The high risk pool plans mandated by the Affordable Care Act are now in place and accepting applications. Whether seeking coverage in a state that offers its own plan or applying for the Health and Human Services version, many uninsured Americans with preexisting medical conditions will find their hope of getting health insurance dashed.
The ability of health insurance companies to deny coverage to anyone applying for individual health insurance because of a preexisting medical condition was one of the strongest arguments for passing the Affordable Care Act.
But the eligibility requirements which the high risk pool plans impose will keep millions of Americans from getting the coverage they need.
Eligibility may keep more out than affordability
I have already discussed the issue of affordability. See report here. Many will be unable to afford the cost of getting coverage through the high risk pool plans.
To make matters worse, the eligibility requirements will keep millions more out of the plans. One can only assume that the eligibility requirements were offered as a panacea to an insurance industry that harped on the dangers of adverse selection.
Why a 6 month waiting period?
The high risk pool plans are introduced to Americans as follows:
The [Affordable Care Act] creates a new program – the Pre-Existing Condition Insurance Plan — to make health coverage available to you if you have been denied health insurance by private insurance companies because of a pre-existing condition.
That sounds attractive and just what is needed, BUT not so fast. The be eligible an American must have been uninsured for six months prior to applying.
A preexisting condition usually is the result of some serious medical condition. Cancer, diabetes, heart disease would all be sufficient cause for an insurance company to deny individual coverage. Now, under the eligibility requirements of the high risk pool plans, Americans with serious medical conditions must be uninsured for 6 months before applying for coverage.
All those people who struggled to make COBRA payments after being laid off are deemed ineligible if they have had insurance coverage within the last 6 months.
A Hobson’s Choice
What does a person with a preexisting medical condition do? Telling a person with a serious medical conditions that they cannot get in the Pre-Existing Condition Insurance Plan unless they have been without insurance for at least 6 months can be a death sentence for some.
The preexisting conditions that result in health insurance denials often require constant medications and treatment without which the condition will get significantly worse. Ironically the new high risk pool plans seem to require that people get a lot sicker before they can get into the program which was supposed to help them get health insurance.
And what about after the six months? Again it varies in the states that run their own pool plans, but the federal plan has a uniform $2500 deductible. That means, except for preventative services, the plan pays nothing until the insured pays the first $2500.
This confuses many people especially when they read the language of the HHS website which says
All covered benefits are available for you, beginning on your coverage effective date, even if it’s to treat a pre-existing condition – there are no waiting periods.
That is true but only after the insured has spent $2500 out of his or her own pocket. And after the deductible there is co-insurance of 20%, so the insured will not have full coverage until they have paid a total of $5950 per person, per year.

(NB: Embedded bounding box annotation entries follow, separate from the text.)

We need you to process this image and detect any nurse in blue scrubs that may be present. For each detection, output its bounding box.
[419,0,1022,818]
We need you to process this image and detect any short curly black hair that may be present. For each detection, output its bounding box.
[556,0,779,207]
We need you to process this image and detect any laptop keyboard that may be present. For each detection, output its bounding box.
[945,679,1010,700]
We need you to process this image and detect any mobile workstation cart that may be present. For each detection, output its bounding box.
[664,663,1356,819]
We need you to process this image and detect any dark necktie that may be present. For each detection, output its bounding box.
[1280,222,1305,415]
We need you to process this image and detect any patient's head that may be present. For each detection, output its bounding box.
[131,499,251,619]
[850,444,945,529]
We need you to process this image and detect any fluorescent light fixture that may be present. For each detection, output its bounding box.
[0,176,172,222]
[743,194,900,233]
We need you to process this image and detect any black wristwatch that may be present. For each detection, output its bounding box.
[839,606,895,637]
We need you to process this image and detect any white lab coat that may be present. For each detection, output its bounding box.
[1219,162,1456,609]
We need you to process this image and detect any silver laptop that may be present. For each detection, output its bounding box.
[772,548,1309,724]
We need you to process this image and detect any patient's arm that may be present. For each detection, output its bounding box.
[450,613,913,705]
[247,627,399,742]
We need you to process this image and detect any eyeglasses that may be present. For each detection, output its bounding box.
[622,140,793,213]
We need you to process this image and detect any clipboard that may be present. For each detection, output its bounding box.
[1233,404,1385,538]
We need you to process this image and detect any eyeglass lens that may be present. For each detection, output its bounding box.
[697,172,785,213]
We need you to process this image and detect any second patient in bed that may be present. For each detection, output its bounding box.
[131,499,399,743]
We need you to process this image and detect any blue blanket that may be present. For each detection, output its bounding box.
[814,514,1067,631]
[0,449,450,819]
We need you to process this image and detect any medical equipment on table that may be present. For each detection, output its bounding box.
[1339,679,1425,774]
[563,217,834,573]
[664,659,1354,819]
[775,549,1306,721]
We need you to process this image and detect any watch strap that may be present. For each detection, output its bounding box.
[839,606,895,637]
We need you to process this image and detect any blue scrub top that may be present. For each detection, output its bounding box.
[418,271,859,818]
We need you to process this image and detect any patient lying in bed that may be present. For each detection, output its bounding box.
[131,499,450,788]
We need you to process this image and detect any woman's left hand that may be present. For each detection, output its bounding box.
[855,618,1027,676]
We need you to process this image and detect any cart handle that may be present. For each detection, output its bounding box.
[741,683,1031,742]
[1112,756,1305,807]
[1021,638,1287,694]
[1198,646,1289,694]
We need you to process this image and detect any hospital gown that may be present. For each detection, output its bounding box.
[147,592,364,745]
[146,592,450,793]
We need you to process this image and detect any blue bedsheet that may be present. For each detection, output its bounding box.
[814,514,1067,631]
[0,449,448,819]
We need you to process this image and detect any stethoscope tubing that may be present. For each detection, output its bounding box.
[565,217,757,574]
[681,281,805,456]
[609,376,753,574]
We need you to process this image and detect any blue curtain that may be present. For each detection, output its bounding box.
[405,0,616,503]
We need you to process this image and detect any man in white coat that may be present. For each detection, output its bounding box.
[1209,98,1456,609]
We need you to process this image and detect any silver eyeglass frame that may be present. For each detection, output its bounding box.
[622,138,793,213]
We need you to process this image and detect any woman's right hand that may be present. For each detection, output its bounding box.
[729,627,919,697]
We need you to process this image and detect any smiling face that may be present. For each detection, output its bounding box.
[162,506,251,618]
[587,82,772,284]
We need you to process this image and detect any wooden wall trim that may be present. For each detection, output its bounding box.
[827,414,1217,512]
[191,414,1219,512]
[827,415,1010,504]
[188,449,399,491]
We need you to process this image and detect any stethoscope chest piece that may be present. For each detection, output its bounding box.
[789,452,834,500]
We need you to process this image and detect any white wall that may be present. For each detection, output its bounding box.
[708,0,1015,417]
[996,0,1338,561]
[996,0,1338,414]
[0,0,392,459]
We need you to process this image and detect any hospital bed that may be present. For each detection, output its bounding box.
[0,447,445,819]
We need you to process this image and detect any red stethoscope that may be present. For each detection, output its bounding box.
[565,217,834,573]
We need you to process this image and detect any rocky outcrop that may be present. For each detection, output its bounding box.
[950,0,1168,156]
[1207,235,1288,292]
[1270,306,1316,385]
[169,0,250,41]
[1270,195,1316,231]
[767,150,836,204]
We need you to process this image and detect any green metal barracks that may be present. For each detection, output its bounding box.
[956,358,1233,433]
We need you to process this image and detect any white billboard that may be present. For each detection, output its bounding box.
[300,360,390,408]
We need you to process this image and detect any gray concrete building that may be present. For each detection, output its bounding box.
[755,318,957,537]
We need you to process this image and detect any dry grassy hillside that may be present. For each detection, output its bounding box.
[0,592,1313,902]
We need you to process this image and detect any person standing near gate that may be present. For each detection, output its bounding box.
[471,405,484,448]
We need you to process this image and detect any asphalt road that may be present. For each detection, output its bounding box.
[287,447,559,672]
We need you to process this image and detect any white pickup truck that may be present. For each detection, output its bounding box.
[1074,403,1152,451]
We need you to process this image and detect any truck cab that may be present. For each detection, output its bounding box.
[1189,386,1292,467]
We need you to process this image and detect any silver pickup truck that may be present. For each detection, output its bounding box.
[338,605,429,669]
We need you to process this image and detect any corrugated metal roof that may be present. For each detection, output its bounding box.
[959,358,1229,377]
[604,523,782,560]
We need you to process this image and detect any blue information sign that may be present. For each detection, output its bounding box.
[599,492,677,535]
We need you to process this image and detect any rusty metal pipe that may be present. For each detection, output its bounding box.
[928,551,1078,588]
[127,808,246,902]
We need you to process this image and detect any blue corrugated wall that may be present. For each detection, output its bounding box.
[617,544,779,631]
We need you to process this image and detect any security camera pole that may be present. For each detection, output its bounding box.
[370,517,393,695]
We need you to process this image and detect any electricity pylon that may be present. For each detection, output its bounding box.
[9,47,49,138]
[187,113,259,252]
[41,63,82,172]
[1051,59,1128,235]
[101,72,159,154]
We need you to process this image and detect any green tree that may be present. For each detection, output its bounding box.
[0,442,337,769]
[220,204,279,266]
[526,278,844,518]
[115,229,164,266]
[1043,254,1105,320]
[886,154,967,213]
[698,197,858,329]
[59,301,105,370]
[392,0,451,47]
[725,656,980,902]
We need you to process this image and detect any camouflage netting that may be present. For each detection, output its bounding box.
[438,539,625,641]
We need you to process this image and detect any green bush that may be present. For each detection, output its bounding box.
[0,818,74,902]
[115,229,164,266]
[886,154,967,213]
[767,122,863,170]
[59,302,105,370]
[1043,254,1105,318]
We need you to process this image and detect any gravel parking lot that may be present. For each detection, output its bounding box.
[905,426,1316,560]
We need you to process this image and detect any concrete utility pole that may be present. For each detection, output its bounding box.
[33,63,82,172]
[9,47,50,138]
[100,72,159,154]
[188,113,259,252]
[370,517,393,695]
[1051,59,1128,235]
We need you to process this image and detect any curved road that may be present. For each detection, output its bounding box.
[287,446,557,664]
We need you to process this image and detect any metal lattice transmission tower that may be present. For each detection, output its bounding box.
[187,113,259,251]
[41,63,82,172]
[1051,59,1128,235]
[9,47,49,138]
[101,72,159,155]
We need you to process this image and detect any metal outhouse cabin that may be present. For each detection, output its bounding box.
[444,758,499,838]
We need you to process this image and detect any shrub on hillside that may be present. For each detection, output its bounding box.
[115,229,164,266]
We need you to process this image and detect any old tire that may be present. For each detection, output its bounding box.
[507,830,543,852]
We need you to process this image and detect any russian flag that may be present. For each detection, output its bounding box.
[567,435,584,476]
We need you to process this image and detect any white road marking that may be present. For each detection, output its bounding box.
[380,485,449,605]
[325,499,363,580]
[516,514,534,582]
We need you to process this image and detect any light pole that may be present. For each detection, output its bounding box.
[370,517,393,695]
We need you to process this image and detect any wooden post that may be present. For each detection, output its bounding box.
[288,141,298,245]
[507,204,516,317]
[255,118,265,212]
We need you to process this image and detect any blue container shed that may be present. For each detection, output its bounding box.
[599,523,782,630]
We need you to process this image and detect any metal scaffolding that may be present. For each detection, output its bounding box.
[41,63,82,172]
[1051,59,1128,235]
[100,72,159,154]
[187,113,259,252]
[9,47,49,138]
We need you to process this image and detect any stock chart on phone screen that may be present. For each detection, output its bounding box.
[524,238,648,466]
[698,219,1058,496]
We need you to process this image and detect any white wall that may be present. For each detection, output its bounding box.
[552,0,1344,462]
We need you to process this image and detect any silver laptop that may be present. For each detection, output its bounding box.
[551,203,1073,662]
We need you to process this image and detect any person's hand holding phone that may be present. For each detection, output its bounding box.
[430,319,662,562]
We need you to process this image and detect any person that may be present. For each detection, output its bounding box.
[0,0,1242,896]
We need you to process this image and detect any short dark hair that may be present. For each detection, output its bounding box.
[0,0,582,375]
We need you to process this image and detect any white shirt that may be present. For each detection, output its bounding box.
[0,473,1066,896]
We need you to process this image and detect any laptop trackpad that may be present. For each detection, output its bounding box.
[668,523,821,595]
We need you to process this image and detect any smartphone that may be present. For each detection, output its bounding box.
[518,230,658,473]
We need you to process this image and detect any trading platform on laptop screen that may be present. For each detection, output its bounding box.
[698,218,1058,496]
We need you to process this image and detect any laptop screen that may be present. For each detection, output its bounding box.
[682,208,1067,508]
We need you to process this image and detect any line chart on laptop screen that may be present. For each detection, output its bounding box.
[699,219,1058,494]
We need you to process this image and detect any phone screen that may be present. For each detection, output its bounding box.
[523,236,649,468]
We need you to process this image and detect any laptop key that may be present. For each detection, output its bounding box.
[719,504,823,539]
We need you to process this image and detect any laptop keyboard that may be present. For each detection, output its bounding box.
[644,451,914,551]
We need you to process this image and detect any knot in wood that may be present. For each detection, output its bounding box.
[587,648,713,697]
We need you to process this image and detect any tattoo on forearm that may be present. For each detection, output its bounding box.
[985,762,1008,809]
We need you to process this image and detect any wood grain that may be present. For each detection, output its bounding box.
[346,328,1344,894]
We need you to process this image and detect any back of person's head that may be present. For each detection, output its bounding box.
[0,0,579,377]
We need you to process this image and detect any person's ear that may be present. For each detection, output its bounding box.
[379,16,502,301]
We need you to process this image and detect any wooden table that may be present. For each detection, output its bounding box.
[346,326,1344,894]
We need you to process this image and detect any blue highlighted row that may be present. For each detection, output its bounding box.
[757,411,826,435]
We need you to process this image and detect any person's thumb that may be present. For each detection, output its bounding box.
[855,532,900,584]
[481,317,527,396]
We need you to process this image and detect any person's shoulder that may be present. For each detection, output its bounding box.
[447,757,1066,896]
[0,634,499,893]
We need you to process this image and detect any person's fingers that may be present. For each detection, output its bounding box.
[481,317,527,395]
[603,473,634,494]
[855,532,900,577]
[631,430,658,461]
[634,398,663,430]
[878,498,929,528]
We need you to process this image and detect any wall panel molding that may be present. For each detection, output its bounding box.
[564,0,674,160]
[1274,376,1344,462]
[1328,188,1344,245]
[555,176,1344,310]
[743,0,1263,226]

The insured, who is paying a pretty hefty premium in addition to the deductible and co-insurance, can also be assessed more costs if they fail to use doctors who participate in the qualified network.
And it does not end there. There is a separate although much lower deductible for prescription drugs. There is a complex schedule which can be viewed here. Essentially the insured’s first 2 prescriptions will cost $4 for generic and $30 for brand name drugs and after that will pay 50% of the cost of the drug. Mail order is a bit more cost effective but not much.
Recently major newspapers have reported that there have been few applications for participation in the high risk pool plans. It there any wonder why?